She looked directly at him. “Officially, no. You’re part of Starfleet and your presence would be illegal. Unofficially . . .” Her voice trailed off and he understood what she was saying.
“Captain, I request a leave of absence. I haven’t taken vacation for quite a while and I need a few weeks off. Do I have your permission?”
“Granted. How soon do you want to leave?”
“Immediately.”
“Good luck, Chakotay. I’ll hold good thoughts for you.”
He nodded, unable to get a word past the lump that had formed in his throat. He headed for his quarters and began to pack.
Four days later he was on his homeworld.
Of the village in which he had grown up, nothing was left.
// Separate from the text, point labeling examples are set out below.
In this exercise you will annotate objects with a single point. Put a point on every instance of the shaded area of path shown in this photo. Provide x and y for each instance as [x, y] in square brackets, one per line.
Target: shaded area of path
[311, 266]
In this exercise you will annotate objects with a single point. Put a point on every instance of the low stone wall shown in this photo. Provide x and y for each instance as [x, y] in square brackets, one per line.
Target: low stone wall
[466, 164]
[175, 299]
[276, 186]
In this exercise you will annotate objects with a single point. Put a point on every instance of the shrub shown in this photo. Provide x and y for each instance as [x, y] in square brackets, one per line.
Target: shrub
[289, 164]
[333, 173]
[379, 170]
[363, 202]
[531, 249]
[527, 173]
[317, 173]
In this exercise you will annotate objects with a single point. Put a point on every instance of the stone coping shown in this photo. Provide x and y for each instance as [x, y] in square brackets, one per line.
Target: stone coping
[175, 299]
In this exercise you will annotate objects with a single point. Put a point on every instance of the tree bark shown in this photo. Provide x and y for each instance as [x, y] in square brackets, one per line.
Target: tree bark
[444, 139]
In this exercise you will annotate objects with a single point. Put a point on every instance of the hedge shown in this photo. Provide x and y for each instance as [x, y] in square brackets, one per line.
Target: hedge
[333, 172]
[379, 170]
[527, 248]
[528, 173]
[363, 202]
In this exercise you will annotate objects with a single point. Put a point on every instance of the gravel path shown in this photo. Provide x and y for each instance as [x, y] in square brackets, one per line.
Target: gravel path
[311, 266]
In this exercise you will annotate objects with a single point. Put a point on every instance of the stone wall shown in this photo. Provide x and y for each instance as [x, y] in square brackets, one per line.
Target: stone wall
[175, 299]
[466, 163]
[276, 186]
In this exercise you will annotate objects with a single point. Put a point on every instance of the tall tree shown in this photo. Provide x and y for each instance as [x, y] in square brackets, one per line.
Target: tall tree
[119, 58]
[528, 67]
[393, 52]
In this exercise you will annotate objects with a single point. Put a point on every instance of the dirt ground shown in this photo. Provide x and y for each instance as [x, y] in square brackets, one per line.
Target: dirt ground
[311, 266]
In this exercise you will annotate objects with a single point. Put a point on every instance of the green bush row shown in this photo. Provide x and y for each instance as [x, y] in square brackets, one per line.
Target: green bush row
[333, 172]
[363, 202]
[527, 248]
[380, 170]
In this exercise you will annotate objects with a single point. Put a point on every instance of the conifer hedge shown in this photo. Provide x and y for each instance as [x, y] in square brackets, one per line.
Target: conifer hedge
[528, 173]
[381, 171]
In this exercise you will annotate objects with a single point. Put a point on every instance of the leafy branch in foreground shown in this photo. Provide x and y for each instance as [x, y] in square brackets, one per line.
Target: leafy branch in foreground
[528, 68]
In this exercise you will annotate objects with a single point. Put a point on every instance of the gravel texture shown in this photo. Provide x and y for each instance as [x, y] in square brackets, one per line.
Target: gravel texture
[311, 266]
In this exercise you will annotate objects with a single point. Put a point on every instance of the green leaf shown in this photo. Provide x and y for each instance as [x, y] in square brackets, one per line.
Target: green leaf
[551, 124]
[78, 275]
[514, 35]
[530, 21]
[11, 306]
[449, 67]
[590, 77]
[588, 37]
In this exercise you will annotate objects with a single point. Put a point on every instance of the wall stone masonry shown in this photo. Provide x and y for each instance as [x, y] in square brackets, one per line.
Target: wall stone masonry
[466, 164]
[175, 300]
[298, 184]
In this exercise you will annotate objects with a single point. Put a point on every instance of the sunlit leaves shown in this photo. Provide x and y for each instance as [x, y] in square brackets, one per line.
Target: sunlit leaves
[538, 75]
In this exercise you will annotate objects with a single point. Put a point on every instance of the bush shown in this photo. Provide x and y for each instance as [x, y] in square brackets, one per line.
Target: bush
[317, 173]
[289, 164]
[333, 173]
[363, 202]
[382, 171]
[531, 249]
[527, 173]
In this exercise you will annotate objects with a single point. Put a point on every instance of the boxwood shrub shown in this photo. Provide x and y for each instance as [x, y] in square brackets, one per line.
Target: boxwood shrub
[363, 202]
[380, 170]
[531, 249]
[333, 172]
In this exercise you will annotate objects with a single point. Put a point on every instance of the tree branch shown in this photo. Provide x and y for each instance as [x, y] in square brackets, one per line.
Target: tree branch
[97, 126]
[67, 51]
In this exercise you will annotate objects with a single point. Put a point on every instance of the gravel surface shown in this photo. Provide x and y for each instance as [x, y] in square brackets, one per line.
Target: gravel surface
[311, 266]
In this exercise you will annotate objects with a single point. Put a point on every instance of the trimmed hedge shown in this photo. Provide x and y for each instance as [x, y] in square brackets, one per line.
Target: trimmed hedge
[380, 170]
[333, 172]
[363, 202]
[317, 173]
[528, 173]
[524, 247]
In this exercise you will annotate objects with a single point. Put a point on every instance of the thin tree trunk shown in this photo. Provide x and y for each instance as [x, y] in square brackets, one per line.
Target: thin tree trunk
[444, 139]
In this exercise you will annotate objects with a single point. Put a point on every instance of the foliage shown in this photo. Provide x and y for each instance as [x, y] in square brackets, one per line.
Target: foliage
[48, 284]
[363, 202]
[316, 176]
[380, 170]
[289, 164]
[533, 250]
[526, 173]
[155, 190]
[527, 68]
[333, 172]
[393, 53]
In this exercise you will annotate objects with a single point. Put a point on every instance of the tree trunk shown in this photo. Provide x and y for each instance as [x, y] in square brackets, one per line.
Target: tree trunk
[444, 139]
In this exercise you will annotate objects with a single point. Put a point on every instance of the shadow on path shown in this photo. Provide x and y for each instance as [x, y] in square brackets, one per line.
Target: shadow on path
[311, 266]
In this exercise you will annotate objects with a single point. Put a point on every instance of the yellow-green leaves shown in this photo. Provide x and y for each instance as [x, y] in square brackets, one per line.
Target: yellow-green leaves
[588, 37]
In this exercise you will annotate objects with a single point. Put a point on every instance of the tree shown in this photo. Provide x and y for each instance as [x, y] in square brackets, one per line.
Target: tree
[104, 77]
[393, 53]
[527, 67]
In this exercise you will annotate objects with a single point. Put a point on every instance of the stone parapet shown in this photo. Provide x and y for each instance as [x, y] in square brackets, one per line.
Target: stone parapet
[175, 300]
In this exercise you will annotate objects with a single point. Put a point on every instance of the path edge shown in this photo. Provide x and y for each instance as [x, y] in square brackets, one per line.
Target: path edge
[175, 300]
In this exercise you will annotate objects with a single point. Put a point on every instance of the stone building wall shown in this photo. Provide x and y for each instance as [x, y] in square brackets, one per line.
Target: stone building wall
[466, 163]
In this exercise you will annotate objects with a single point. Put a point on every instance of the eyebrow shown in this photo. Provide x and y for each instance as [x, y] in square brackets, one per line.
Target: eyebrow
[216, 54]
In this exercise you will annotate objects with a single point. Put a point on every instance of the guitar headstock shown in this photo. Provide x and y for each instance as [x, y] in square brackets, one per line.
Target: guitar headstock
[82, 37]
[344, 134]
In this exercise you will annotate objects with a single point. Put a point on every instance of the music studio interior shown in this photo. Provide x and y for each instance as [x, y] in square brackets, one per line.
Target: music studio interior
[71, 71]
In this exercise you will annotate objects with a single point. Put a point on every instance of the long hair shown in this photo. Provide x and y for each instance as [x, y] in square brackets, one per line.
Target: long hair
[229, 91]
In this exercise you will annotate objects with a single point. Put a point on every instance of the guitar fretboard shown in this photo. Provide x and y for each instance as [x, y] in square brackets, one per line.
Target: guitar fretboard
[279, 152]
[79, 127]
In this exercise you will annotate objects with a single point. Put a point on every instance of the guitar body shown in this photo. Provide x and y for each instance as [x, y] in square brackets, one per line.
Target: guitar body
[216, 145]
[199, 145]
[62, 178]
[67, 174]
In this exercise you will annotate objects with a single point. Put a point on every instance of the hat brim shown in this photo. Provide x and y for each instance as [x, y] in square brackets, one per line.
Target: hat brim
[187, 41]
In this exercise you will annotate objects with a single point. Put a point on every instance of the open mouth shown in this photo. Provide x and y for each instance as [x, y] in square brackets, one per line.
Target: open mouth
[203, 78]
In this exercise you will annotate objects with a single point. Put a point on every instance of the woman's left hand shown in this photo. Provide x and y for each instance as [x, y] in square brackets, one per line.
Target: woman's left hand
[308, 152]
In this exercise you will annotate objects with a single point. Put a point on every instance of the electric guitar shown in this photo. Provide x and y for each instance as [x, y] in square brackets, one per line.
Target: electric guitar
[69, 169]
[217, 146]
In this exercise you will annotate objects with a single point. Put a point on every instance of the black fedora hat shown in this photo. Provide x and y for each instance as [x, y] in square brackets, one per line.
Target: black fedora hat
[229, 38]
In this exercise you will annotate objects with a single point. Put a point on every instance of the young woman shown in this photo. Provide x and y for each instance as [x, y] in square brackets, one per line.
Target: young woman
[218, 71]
Only piles of rubble, some still smoking, gave any indication that once it had been a place where gentle people lived in close harmony with the land.
There had been nothing gentle in their destruction. Thermalite weapons had incinerated the village, creating a firestorm that had raged at sixteen hundred degrees centigrade, a temperature at which iron melted. The stone of their dwellings had been transformed into glass, fused into desperate shapes, gnarled and twisted as though the stone itself were convulsing in agony.
The people were essentially cremated, turned in moments of searing agony from happy, peaceful villagers tending their crops and playing with their children into puddles of ash that scattered in the winds of the firestorm. There would be no good-byes, no burials, no mementos of loved ones. They had simply vanished.
Chakotay stood in the devastation of his home village, absorbing every image that assaulted his senses. A vile odor permeated the air from a smoky film that hung over the site, the residue of the thermalite weapons. He would remember that smell forever.
The grotesque, twisted shapes of fused stone stretched before him, a vast detritus field of contorted forms, an ugliness that stained the earth. He would remember that sight forever.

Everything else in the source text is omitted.